- Margaret Thatcher's death leaves a void in the Western world. Deep down, I consider myself a Thatcherite -- maybe just as much as I think of myself as a small-government conservative (or small-L libertarian). I was born in the late 1970s, and I have a picture or two of Thatcher in my house (along with a Barry Goldwater bobblehead) to remind me of the world in which I was born. It was a time of domestic economic weakness, and there was a looming threat of nuclear war with our Soviet counterparts. We're engaged, unfortunately, in a perpetual intellectual war between those who are happy telling others what to do and those who would rather take the chance on human potential. Some people would like to let someone else make all of the tough decisions; maybe we should encourage them to find some co-ops or private businesses that would give them the option.

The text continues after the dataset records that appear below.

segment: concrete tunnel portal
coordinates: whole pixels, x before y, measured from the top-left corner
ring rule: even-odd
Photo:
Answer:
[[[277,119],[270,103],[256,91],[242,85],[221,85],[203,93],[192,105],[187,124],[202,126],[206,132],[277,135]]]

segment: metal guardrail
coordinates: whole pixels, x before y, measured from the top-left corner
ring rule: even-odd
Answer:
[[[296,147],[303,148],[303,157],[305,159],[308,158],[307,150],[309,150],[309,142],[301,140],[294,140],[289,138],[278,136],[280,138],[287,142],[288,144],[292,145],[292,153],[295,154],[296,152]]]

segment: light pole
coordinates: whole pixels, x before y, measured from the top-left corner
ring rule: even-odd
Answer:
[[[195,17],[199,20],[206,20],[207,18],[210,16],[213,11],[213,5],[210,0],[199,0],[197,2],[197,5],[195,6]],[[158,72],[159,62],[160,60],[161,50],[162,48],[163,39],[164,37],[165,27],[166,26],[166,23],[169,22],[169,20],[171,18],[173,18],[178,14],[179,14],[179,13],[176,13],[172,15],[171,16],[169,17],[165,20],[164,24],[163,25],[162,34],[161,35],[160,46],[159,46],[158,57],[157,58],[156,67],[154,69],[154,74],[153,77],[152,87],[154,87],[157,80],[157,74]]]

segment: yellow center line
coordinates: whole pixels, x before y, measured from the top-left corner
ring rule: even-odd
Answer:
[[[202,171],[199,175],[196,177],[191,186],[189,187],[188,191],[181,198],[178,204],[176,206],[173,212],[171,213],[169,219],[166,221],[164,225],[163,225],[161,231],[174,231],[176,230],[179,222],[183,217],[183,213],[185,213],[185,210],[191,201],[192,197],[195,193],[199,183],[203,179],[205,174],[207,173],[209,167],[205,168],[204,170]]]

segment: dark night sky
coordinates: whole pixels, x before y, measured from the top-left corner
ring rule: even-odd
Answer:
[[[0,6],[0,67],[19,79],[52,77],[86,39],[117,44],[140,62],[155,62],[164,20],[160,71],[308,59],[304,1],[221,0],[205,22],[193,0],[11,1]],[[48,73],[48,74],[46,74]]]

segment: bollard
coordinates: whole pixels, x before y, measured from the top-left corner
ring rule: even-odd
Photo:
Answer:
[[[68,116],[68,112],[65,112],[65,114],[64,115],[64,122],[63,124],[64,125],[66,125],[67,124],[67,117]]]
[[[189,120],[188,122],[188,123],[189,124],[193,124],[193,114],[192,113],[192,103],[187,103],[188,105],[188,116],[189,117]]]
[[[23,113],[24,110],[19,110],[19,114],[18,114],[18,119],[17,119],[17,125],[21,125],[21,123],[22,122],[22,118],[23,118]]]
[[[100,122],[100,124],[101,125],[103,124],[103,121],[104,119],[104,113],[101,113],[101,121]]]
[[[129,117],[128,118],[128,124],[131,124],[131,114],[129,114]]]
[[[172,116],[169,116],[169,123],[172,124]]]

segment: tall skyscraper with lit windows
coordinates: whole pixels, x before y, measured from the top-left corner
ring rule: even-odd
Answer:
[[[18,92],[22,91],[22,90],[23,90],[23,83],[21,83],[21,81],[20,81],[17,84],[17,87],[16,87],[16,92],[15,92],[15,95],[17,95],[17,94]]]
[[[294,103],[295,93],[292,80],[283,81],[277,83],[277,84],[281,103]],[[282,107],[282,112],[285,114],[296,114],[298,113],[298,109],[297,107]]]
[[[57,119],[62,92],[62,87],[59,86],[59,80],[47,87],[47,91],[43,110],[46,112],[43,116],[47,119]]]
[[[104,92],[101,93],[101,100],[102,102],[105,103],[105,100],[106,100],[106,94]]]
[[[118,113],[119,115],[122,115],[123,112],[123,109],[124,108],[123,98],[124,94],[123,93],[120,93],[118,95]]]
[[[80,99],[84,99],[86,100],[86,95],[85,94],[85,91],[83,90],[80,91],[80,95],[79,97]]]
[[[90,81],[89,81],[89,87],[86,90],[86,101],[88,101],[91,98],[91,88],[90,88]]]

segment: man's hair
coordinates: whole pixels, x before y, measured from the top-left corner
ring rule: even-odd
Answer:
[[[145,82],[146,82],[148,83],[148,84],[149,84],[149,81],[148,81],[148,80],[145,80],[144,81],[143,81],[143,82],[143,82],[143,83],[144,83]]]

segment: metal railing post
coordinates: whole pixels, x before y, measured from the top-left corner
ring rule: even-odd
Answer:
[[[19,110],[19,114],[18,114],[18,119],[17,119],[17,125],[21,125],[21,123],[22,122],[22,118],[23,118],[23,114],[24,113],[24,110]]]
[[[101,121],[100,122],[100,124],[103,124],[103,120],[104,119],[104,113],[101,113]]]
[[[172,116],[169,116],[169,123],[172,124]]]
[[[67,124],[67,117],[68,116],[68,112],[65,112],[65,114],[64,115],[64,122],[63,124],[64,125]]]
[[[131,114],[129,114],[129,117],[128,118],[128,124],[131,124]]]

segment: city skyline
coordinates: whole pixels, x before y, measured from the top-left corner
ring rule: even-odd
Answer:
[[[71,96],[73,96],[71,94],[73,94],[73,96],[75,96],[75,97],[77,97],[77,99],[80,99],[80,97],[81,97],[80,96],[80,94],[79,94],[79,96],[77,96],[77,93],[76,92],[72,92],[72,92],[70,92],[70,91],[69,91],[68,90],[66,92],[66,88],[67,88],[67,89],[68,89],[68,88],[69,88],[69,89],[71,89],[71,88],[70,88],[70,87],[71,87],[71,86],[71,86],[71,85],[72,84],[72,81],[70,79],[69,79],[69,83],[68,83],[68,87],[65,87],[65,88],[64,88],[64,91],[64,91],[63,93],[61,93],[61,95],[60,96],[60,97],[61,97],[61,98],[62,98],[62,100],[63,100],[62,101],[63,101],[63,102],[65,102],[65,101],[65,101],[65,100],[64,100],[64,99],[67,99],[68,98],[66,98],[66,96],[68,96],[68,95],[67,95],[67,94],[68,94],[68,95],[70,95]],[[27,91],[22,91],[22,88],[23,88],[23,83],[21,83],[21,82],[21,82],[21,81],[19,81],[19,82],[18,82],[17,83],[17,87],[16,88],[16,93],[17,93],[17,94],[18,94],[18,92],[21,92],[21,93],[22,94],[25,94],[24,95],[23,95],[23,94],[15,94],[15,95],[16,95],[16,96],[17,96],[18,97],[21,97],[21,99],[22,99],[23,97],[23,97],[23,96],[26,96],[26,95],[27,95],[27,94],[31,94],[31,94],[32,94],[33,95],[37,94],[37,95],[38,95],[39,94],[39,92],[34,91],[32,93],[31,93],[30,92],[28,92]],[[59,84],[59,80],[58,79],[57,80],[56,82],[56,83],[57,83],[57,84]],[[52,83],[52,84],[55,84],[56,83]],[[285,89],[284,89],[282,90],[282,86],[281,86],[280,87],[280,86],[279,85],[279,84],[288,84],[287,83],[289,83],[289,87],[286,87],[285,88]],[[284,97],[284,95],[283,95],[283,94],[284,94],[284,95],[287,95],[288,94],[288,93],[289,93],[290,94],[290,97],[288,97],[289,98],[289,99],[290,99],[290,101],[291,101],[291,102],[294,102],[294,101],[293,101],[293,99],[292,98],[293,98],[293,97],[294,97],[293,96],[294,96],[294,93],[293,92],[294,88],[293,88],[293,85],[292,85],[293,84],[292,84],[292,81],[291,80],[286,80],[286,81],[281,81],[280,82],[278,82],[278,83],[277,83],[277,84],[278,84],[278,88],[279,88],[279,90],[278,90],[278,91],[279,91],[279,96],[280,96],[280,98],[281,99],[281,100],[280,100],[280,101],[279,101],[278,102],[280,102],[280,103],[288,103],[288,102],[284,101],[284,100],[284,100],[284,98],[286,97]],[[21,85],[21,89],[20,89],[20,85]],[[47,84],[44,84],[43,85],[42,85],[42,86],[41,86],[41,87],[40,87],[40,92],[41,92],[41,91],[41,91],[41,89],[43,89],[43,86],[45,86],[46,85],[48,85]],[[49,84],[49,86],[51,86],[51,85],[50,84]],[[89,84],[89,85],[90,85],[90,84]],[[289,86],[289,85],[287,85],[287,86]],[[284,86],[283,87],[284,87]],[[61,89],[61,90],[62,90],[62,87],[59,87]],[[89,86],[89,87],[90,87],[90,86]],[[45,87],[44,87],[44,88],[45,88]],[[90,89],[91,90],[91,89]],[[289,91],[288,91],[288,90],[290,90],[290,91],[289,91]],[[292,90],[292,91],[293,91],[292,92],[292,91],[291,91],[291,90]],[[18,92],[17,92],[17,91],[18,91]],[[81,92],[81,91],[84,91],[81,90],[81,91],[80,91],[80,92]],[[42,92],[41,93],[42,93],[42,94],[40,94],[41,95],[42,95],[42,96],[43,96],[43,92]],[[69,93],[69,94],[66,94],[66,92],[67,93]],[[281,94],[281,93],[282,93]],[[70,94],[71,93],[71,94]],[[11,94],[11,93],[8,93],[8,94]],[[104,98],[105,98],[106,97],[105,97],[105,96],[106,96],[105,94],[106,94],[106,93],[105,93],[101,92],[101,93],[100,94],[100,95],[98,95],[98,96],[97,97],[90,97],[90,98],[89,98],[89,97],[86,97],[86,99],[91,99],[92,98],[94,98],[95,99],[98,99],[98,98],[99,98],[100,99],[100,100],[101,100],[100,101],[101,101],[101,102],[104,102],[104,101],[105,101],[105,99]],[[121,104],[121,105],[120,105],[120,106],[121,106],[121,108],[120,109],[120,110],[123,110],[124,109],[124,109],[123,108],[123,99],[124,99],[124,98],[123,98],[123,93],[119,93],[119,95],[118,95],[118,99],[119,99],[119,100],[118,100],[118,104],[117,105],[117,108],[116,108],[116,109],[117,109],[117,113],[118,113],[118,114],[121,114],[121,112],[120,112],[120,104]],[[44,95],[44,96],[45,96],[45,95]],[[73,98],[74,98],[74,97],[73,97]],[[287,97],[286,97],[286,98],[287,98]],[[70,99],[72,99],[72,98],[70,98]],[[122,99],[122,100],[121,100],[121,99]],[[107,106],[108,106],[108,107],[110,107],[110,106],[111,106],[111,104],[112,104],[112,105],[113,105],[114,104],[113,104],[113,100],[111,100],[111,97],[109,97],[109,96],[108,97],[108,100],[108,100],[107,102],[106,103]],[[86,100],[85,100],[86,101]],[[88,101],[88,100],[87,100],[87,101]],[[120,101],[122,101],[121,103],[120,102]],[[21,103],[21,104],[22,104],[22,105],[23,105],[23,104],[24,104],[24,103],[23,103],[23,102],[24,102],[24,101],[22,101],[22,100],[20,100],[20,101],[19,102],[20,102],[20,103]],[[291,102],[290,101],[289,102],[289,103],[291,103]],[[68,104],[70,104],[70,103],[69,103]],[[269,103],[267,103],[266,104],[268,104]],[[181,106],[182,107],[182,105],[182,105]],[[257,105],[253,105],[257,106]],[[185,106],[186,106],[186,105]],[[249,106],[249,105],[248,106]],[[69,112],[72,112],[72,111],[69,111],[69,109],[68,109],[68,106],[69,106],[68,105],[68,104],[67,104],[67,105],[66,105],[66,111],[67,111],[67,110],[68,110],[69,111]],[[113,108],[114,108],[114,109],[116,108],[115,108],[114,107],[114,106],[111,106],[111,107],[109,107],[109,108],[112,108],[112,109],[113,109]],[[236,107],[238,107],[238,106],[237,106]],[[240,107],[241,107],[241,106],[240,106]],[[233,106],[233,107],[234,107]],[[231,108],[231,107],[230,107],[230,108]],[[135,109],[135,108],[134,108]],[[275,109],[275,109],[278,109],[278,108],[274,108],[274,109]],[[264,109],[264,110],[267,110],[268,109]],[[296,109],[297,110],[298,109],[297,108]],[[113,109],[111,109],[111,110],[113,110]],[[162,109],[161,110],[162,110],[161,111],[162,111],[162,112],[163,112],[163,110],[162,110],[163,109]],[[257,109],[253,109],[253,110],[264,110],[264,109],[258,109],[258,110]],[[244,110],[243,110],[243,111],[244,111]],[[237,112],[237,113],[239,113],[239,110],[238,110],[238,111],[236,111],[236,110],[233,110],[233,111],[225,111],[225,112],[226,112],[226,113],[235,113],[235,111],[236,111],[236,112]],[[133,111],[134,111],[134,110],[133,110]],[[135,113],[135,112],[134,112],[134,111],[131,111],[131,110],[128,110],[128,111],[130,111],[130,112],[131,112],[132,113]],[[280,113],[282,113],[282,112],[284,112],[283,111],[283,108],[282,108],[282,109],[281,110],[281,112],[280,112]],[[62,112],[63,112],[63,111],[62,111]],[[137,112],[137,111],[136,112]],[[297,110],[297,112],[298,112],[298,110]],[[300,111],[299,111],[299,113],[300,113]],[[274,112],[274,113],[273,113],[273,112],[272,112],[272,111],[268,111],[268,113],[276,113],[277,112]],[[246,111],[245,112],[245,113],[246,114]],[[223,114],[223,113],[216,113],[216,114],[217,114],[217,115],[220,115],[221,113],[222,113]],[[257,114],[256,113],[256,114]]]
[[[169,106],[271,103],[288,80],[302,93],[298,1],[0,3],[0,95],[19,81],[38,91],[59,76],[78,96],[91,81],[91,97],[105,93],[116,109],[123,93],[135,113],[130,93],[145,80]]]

- The President's budget proposal released this week was almost spectacular in its fantastic assumptions. Growth rates we haven't seen in decades are a necessary assumption to achieve the kind of deficit reductions they propose. The US economy grew in the 4% range through the 1950s and 60s, fell to the 3% range in the 1970s, 80s, and 90s, and then dropped to the 2% range between 2000 and 2010. So when the White House assumes after-inflation growth rates of 2.5% to 4% for the next five or six years ahead, we have to ask whether they're not deliberately drinking some funky Kool-Aid. I just had my annual meeting with my accountant. Based on my tax liability, I feel like there are a lot of people in a wagon, and I'm pulling it.
- The personal savings rate is back down to near-zero again. That's not good. The way we choose to treat capital right now -- socially and politically -- isn't the way to succeed in the long run. And we have to wonder whether the social and political environment isn't contributing to this frightening degree of under-saving.
- Newspapers have personalities, expressed mainly in the editorial pages, but also in the news they cover. So it'll be interesting to see who ends up owning the Chicago Tribune, which aside from the Wall Street Journal, is perhaps America's most prominent pro-business daily newspaper. The Koch brothers are reportedly looking into buying it.
- Wages in East Asia are on the rise.